Former Home Secretary Lord Blunkett has co-authored a major report calling for an "ethical reset" in police leadership across England and Wales, warning that forces need a "fundamental overhaul" in how they operate.
The report, which Blunkett helped produce, identifies systemic failures in the governance and management of police departments. The findings suggest current leadership structures fail to instill the ethical standards required to maintain public trust and accountability.
Blunkett's involvement carries weight given his tenure as Home Secretary during a period of significant police reform. His call for fundamental change reflects mounting pressure on police forces following high-profile scandals involving corruption, misconduct, and failures to protect vulnerable people.
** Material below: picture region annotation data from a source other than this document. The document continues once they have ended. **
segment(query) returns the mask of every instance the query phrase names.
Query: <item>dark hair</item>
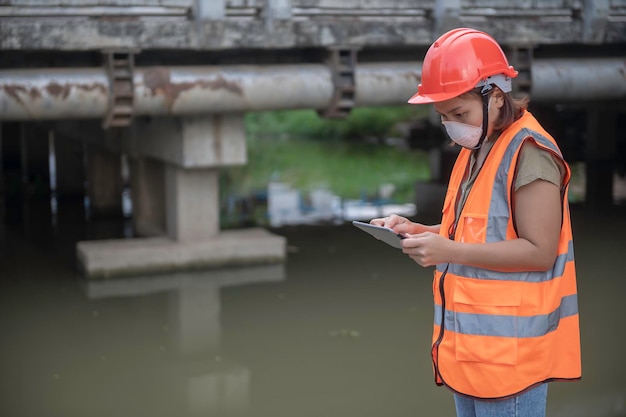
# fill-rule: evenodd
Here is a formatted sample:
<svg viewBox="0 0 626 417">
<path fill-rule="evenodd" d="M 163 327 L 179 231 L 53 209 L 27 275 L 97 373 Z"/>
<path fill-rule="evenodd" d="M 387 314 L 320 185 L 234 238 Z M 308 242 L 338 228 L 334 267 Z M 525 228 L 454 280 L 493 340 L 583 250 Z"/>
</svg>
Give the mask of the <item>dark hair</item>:
<svg viewBox="0 0 626 417">
<path fill-rule="evenodd" d="M 482 87 L 474 88 L 467 93 L 461 94 L 461 96 L 473 94 L 482 98 L 480 94 L 481 89 Z M 494 90 L 491 90 L 489 94 L 493 94 L 493 91 Z M 504 104 L 500 109 L 500 116 L 493 124 L 494 133 L 502 132 L 504 129 L 511 126 L 513 122 L 522 117 L 522 113 L 528 108 L 528 102 L 530 101 L 527 96 L 513 98 L 511 93 L 502 93 L 502 95 L 504 97 Z"/>
</svg>

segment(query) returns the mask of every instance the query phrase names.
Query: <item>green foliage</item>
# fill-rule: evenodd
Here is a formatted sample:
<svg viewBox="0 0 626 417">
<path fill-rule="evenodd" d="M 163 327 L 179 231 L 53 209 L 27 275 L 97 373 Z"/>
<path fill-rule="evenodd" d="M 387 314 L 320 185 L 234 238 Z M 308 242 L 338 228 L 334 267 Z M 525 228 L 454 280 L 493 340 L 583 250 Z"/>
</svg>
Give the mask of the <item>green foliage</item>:
<svg viewBox="0 0 626 417">
<path fill-rule="evenodd" d="M 280 180 L 303 191 L 325 186 L 344 198 L 376 195 L 394 184 L 398 201 L 413 201 L 415 181 L 429 176 L 427 155 L 383 145 L 303 139 L 250 140 L 249 162 L 224 170 L 223 185 L 247 195 Z"/>
<path fill-rule="evenodd" d="M 248 163 L 222 170 L 222 201 L 264 192 L 279 180 L 303 192 L 323 186 L 342 198 L 375 197 L 381 185 L 393 184 L 395 201 L 412 202 L 415 181 L 429 177 L 427 155 L 365 139 L 394 136 L 398 123 L 423 112 L 408 105 L 358 108 L 345 120 L 313 110 L 247 113 Z"/>
<path fill-rule="evenodd" d="M 423 116 L 423 106 L 362 107 L 346 119 L 324 119 L 313 110 L 282 110 L 246 114 L 248 136 L 297 137 L 316 140 L 382 138 L 398 122 Z"/>
</svg>

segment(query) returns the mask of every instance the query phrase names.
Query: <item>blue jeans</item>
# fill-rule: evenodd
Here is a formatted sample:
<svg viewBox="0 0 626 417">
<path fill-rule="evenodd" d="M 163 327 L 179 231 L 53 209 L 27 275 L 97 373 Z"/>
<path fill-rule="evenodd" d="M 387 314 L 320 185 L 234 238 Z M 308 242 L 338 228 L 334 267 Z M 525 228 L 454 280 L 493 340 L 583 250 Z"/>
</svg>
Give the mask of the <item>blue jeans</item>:
<svg viewBox="0 0 626 417">
<path fill-rule="evenodd" d="M 506 400 L 481 401 L 454 394 L 457 417 L 545 417 L 548 384 Z"/>
</svg>

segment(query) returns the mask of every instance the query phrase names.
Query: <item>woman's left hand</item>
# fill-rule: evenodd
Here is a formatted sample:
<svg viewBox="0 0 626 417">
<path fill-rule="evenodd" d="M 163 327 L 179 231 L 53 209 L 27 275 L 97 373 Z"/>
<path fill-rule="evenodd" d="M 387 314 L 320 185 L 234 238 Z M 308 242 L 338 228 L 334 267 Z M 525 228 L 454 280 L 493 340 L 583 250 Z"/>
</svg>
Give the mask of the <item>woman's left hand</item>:
<svg viewBox="0 0 626 417">
<path fill-rule="evenodd" d="M 402 240 L 402 252 L 421 266 L 450 262 L 453 241 L 431 232 L 408 235 Z"/>
</svg>

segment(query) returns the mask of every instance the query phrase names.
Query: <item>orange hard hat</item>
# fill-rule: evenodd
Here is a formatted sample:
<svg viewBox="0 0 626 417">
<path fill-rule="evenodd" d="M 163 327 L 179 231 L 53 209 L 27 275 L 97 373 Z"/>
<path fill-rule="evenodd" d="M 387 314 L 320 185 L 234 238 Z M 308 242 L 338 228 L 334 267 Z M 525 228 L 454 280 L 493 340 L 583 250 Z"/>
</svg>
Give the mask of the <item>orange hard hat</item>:
<svg viewBox="0 0 626 417">
<path fill-rule="evenodd" d="M 511 91 L 517 71 L 494 38 L 476 29 L 460 28 L 444 33 L 426 52 L 422 82 L 411 104 L 444 101 L 476 87 L 493 83 Z M 506 91 L 508 89 L 508 91 Z"/>
</svg>

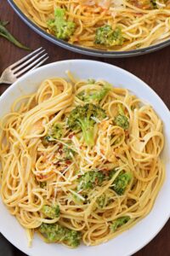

The report zeroes in on leadership culture as the root problem. It argues that senior officers must establish stronger ethical frameworks, improve transparency, and prioritize accountability at all levels. The authors stress that incremental reforms won't suffice. Leadership itself requires replacement with individuals committed to restoring public confidence.
The "ethical reset" framing suggests the problems run deeper than isolated bad actors. Instead, the report positions ethical lapses as symptomatic of broader institutional rot in how forces are run. This demands action from the College of Policing, the Police Federation, and government bodies responsible for oversight.
The timing matters. Public trust in police has eroded significantly following scandals including the murder conviction of Sarah Everard's killer Wayne Couzens and numerous cases of sexual misconduct within forces. The report lands amid growing calls for independent investigation into police culture and accountability mechanisms.
Blunkett's involvement elevates the conversation beyond academic critique. A former Home Secretary publicly stating that police forces require fundamental overhaul carries political weight and may pressure the government to implement more aggressive reforms than previously considered.